En 2023, le pays a accueilli près de 67 millions de visiteurs qui ont dépensé 213 milliards de dollars en activités de voyage, ce qui représente une augmentation de 28 % par rapport à l’année précédente. Ainsi, les visites entrantes en provenance d’Inde ont déjà dépassé les niveaux de visites de 2019, et les pays suivants devraient le faire en 2025 : Australie, Brésil, Canada, Allemagne, Italie et Royaume-Uni et France. Avec 340 000 visiteurs pour le seul premier trimestre 2024, soit une progression de plus de 20 % par rapport à 2023, le marché français a le vent en poupe.
« Nos ambitions sont limitées par des attentes souvent longues à la douane »
Marché stratégique pour le MICE
À côté des soirées privées et autres manifestations festives organisées durant l’événement, l’IPW (avec ses 100 000 rendez-vous d’affaires) sert également de catalyseur économique, générant plus de 5,5 milliards de dollars de futurs voyages aux États-Unis. Sur les stands représentant toutes les villes et États, les exposants rivalisent d’initiatives pour donner envie de visiter leur destination. Le moindre monument ou personnalité originaire du territoire donne lieu à un story telling toujours très poussé et enjoué bien sûr.

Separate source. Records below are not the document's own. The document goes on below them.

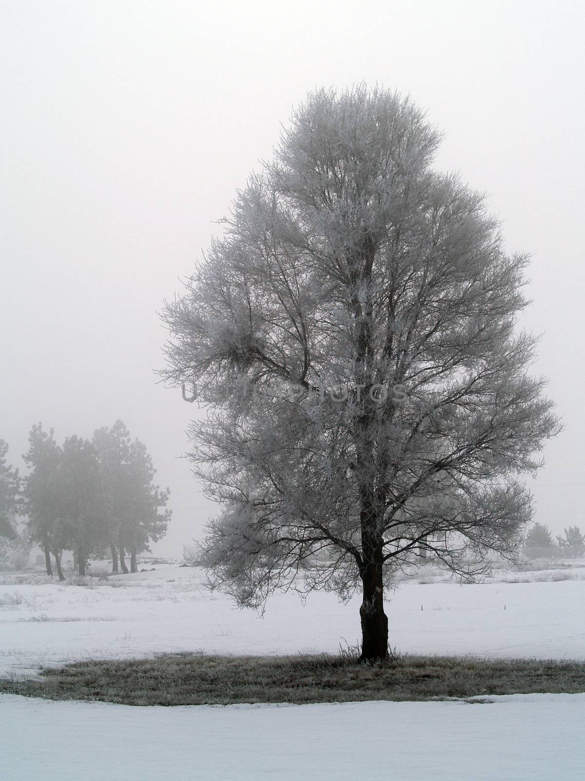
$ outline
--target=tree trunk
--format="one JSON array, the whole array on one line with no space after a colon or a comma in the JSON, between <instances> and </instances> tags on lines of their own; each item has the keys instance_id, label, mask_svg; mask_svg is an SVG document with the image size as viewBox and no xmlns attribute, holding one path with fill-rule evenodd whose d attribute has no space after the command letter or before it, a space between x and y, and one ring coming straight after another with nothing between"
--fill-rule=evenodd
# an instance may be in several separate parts
<instances>
[{"instance_id":1,"label":"tree trunk","mask_svg":"<svg viewBox=\"0 0 585 781\"><path fill-rule=\"evenodd\" d=\"M113 542L110 543L110 552L112 553L112 574L118 572L118 551Z\"/></svg>"},{"instance_id":2,"label":"tree trunk","mask_svg":"<svg viewBox=\"0 0 585 781\"><path fill-rule=\"evenodd\" d=\"M61 569L61 553L58 551L53 551L53 555L55 556L55 563L57 567L57 574L59 576L59 580L65 580L63 570Z\"/></svg>"},{"instance_id":3,"label":"tree trunk","mask_svg":"<svg viewBox=\"0 0 585 781\"><path fill-rule=\"evenodd\" d=\"M363 601L360 608L362 625L360 662L375 662L388 658L388 617L384 612L384 590L380 577L364 574Z\"/></svg>"},{"instance_id":4,"label":"tree trunk","mask_svg":"<svg viewBox=\"0 0 585 781\"><path fill-rule=\"evenodd\" d=\"M388 658L388 617L384 612L384 539L375 531L378 526L375 519L371 508L362 513L363 601L360 608L360 662L375 662Z\"/></svg>"},{"instance_id":5,"label":"tree trunk","mask_svg":"<svg viewBox=\"0 0 585 781\"><path fill-rule=\"evenodd\" d=\"M48 539L44 536L43 540L43 548L44 549L44 565L47 568L47 574L53 576L53 568L51 566L51 552L49 551Z\"/></svg>"},{"instance_id":6,"label":"tree trunk","mask_svg":"<svg viewBox=\"0 0 585 781\"><path fill-rule=\"evenodd\" d=\"M85 568L86 568L87 565L87 562L86 558L83 555L83 554L82 554L80 552L78 552L77 553L77 566L79 568L80 575L81 575L82 577L85 576Z\"/></svg>"}]
</instances>

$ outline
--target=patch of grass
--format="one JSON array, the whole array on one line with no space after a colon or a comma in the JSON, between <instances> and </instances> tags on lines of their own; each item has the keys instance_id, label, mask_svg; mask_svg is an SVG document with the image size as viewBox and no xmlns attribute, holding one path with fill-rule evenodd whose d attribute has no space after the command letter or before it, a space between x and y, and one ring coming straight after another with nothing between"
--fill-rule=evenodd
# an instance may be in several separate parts
<instances>
[{"instance_id":1,"label":"patch of grass","mask_svg":"<svg viewBox=\"0 0 585 781\"><path fill-rule=\"evenodd\" d=\"M151 659L80 662L37 679L0 680L0 692L52 700L129 705L317 703L463 699L585 692L585 664L398 656L360 665L355 657L164 654Z\"/></svg>"}]
</instances>

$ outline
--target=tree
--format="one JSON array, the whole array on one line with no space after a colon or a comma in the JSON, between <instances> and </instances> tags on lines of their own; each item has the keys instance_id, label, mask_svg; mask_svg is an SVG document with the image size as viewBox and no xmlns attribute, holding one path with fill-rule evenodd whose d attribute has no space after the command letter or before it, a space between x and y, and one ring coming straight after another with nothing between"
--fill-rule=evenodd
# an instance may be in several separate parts
<instances>
[{"instance_id":1,"label":"tree","mask_svg":"<svg viewBox=\"0 0 585 781\"><path fill-rule=\"evenodd\" d=\"M6 463L8 445L0 440L0 538L13 540L16 531L11 522L17 512L20 481L18 469Z\"/></svg>"},{"instance_id":2,"label":"tree","mask_svg":"<svg viewBox=\"0 0 585 781\"><path fill-rule=\"evenodd\" d=\"M53 537L59 550L70 547L80 575L86 574L87 562L105 542L104 490L98 455L91 442L68 437L62 448L55 479L58 497Z\"/></svg>"},{"instance_id":3,"label":"tree","mask_svg":"<svg viewBox=\"0 0 585 781\"><path fill-rule=\"evenodd\" d=\"M129 449L128 505L122 526L122 539L130 553L130 572L138 572L136 555L148 551L149 540L156 542L166 533L171 510L164 510L169 490L161 490L153 483L156 470L146 447L134 440Z\"/></svg>"},{"instance_id":4,"label":"tree","mask_svg":"<svg viewBox=\"0 0 585 781\"><path fill-rule=\"evenodd\" d=\"M310 95L162 315L222 507L198 563L242 605L360 587L363 660L387 655L384 590L417 550L463 576L514 555L520 476L560 430L516 328L527 256L431 167L439 142L397 94Z\"/></svg>"},{"instance_id":5,"label":"tree","mask_svg":"<svg viewBox=\"0 0 585 781\"><path fill-rule=\"evenodd\" d=\"M110 429L98 429L92 442L98 455L104 494L105 530L112 555L112 572L119 572L119 551L122 570L127 572L120 537L128 496L130 434L124 423L116 420Z\"/></svg>"},{"instance_id":6,"label":"tree","mask_svg":"<svg viewBox=\"0 0 585 781\"><path fill-rule=\"evenodd\" d=\"M158 513L169 496L153 485L155 470L146 447L131 440L122 421L112 428L98 429L94 445L100 465L105 529L112 556L112 572L118 572L118 551L122 571L127 572L126 551L130 554L130 572L137 572L136 555L148 549L149 540L156 541L165 533L171 511Z\"/></svg>"},{"instance_id":7,"label":"tree","mask_svg":"<svg viewBox=\"0 0 585 781\"><path fill-rule=\"evenodd\" d=\"M55 481L62 450L55 440L53 430L44 431L42 423L33 426L28 441L28 451L23 456L29 473L23 481L21 512L27 516L30 538L38 543L44 552L47 574L53 574L52 551L59 578L64 580L58 561L62 548L58 547L56 530L59 501Z\"/></svg>"},{"instance_id":8,"label":"tree","mask_svg":"<svg viewBox=\"0 0 585 781\"><path fill-rule=\"evenodd\" d=\"M548 526L536 522L526 535L526 544L528 547L547 547L554 544Z\"/></svg>"},{"instance_id":9,"label":"tree","mask_svg":"<svg viewBox=\"0 0 585 781\"><path fill-rule=\"evenodd\" d=\"M583 553L585 547L585 537L581 534L579 526L569 526L565 530L565 537L557 537L560 547L569 548L575 555Z\"/></svg>"}]
</instances>

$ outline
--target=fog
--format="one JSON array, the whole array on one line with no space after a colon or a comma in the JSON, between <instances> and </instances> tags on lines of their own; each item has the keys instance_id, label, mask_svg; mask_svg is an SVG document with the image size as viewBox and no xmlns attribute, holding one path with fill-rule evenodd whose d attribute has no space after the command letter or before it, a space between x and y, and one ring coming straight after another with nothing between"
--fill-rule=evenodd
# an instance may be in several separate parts
<instances>
[{"instance_id":1,"label":"fog","mask_svg":"<svg viewBox=\"0 0 585 781\"><path fill-rule=\"evenodd\" d=\"M410 93L445 133L438 166L490 194L510 251L533 253L566 430L531 487L536 519L585 526L580 356L580 3L5 2L0 438L22 465L31 425L59 441L121 418L147 446L180 555L215 508L181 455L197 414L161 384L157 311L314 87Z\"/></svg>"}]
</instances>

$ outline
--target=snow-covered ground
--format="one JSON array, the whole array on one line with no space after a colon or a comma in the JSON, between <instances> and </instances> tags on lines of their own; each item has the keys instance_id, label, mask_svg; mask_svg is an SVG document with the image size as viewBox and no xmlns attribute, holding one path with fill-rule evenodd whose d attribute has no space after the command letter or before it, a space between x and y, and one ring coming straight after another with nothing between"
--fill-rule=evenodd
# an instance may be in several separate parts
<instances>
[{"instance_id":1,"label":"snow-covered ground","mask_svg":"<svg viewBox=\"0 0 585 781\"><path fill-rule=\"evenodd\" d=\"M585 659L585 580L496 573L459 585L427 570L390 594L402 652ZM548 580L547 580L548 579ZM359 599L275 595L264 618L210 594L196 569L85 585L0 577L0 675L161 651L335 652L356 642ZM513 582L504 582L505 580ZM527 580L529 582L518 582ZM422 609L421 609L422 608ZM0 697L5 781L278 778L573 779L585 763L585 694L491 703L132 708Z\"/></svg>"},{"instance_id":2,"label":"snow-covered ground","mask_svg":"<svg viewBox=\"0 0 585 781\"><path fill-rule=\"evenodd\" d=\"M529 576L542 573L523 573ZM0 579L0 675L163 651L335 653L360 633L357 596L342 604L319 592L303 605L294 592L275 594L262 618L211 594L201 571L190 568L87 578L84 586L24 580ZM403 653L585 659L582 580L406 581L389 595L387 612L391 645Z\"/></svg>"},{"instance_id":3,"label":"snow-covered ground","mask_svg":"<svg viewBox=\"0 0 585 781\"><path fill-rule=\"evenodd\" d=\"M578 781L585 694L131 708L0 695L4 781Z\"/></svg>"}]
</instances>

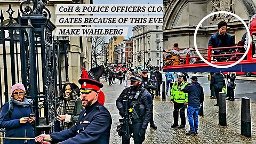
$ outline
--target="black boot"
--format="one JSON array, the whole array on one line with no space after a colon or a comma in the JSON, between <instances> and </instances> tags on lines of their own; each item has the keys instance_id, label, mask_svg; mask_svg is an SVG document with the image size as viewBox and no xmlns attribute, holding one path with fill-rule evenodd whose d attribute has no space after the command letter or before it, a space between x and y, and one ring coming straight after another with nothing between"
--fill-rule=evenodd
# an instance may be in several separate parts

Pour le secteur MICE, les États-Unis demeurent un marché toujours stratégique pour le monde avec des destinations attractives pour tout type d’événement et très bien desservies par les compagnies aériennes du monde entier. « Il y a toutefois une vraie problématique depuis 2-3 ans : les prix (de l’hôtellerie et de la restauration) ont fortement augmenté et je trouve que les prestations sont en baisse », alerte Dominique Plaissetty, expert du tourisme d’affaires. Avant d’ajouter : « la grande époque du tourisme d’affaires est derrière nous mais j’ai pourtant un bon espoir : le développement des mails et des visios a toutefois suscité un besoin de recréer un contact physique ».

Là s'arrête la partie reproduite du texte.